Japanese research group led by Professor Yasuhiko Minokoshi and Dr. Tetsuya Shiuchi, scientists at the National Institute for Physiological Sciences, NIPS, Japan, found that meals stimulated with sweet taste and motivated with its anticipation regularly activates "orexin" in the brain and it stimulates muscle glucose metabolism via the sympathetic nervous system, thereby reducing blood glucose level in mice. They report their finding in Cell Metabolism published on Dec 2, 2009.
The research group focused on the function of "orexin" neurons in brain. Orexin is a kind of brain hormones related to sleep/wakefulness and food intake. They found that orexin released in the brain from "orexin" neurons activates glucose metabolism in muscle but not adipose tissue in mice through the preferential activation of the sympathetic nervous system. Furthermore, they found that a pleasant meal with sweet taste stimulation and its anticipation activates orexin neurons and curbs the rise of blood glucose level by activating muscle metabolism via the sympathetic nervous system.
It is known that orexin plays an important role in the regulation of sleep/wakefulness and autonomic nervous system in human as well as experimental animals. Therefore, this finding implies the strong relationship between habits of diet and our health.

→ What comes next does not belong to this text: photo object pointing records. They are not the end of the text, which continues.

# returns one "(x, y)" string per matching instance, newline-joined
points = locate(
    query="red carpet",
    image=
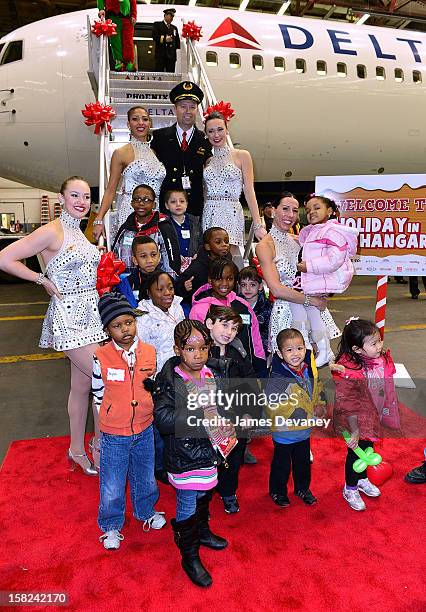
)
(326, 557)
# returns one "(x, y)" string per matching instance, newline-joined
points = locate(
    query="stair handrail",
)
(99, 68)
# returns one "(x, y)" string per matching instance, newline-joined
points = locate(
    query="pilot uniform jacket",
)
(165, 52)
(167, 148)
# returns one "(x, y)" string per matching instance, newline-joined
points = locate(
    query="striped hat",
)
(112, 306)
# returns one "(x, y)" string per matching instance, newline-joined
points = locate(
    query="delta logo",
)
(231, 34)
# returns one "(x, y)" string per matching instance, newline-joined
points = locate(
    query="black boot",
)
(187, 539)
(207, 538)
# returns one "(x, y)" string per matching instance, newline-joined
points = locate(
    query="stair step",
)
(156, 110)
(119, 96)
(121, 131)
(146, 76)
(130, 86)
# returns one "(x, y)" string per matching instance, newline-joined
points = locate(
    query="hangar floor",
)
(34, 382)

Pleasant meal with tasty foods (of course, not high calorie) and with family and friends may prevent hyperglycemia by activating orexin neurons. In contrast, irregular dietary habits, especially eating fast food just before sleeping, may cause hyperglycemia and possibly obesity. "Orexin neurons have been shown to decrease the activity at night. Thus, eating just before sleeping may not be able to activate orexin neurons effectively, then resulting in hyperglycemia", said Prof Minokoshi.